“An important kinetic parameter for drug efficacy is the residence time of a compound at a drug target, which is related to the dissociation rate constant k(off). For the essential antimyco-bacterial target InhA, this parameter is most likely governed by the ordering of the flexible substrate binding loop (SBL). Whereas
the diphenyl ether inhibitors 6PP and triclosan (TCL) do not show loop ordering and thus, no slow-binding inhibition and high k(off) values, the slightly modified PT70 leads to an ordered loop and a residence time of 24 minutes. To assess the structural differences of the complexes from a dynamic point of view, molecular check details dynamics (MD) simulations with a total sampling time of 3.0 mu s were performed for three ligand-bound and two ligand-free (perturbed) InhA systems. The individual simulations show comparable Selleckchem LCL161 conformational features with
respect to both the binding pocket and the SBL, allowing to define five recurring conformational families. Based on their different occurrence frequencies in the simulated systems, the conformational preferences could be linked to structural differences of the respective ligands to reveal important determinants of residence time. The most abundant conformation besides the stable EI* state is characterized by a shift of IIe202 and Val203 toward the hydrophobic pocket of InhA. The analyses revealed potential CT99021 PI3K/Akt/mTOR inhibitor directions for avoiding this conformational change and, thus, hindering rapid dissociation: (1) an anchor group in 2′-position of the B-ring for scaffold stabilization, (2) proper occupation of the hydrophobic pocket, and (3) the introduction of a barricade sub-stituent in 5′-position of the diphenyl ether B-ring.”

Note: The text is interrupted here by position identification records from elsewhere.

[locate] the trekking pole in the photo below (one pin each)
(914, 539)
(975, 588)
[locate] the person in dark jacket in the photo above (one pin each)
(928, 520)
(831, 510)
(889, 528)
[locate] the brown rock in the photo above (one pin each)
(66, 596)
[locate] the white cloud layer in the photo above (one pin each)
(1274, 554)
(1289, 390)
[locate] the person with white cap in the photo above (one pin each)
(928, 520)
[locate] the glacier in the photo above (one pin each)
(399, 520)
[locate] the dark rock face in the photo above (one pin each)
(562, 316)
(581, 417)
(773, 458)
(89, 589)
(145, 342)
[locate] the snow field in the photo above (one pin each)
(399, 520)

dehalogenases (2-HADs) catalyse the hydrolytic dehalogenation of 2-haloalkanoic acids, cleaving the carbon-halide bond at the C-alpha-atom position and releasing a halogen atom. These enzymes are of interest for their potential use in bioremediation and in the synthesis of industrial chemicals. Here, the crystal structure of 2-HAD from Pseudomonas syringae pv. tomato DC3000 (ps-2-HAD) at 1.98 angstrom resolution solved using the single-wavelength anomalous dispersion method is reported. The ps-2-HAD molecule consists of two structurally distinct domains: the core domain and the subdomain. Enzymatic activity analysis of ps-2-HAD revealed its capacity to catalyse the dehalogenation of both L- and D-substrates; however, the structure of ps-2-HAD is completely different from that of DehI, which is the only DL-2-HAD enzyme that has been structurally characterized, but shows similar overall folding to L-HADs. Single mutations of four amino-acid residues at the putative active site showed that they are related to its enzymatic activity, yet three of them are nonconserved among HADs.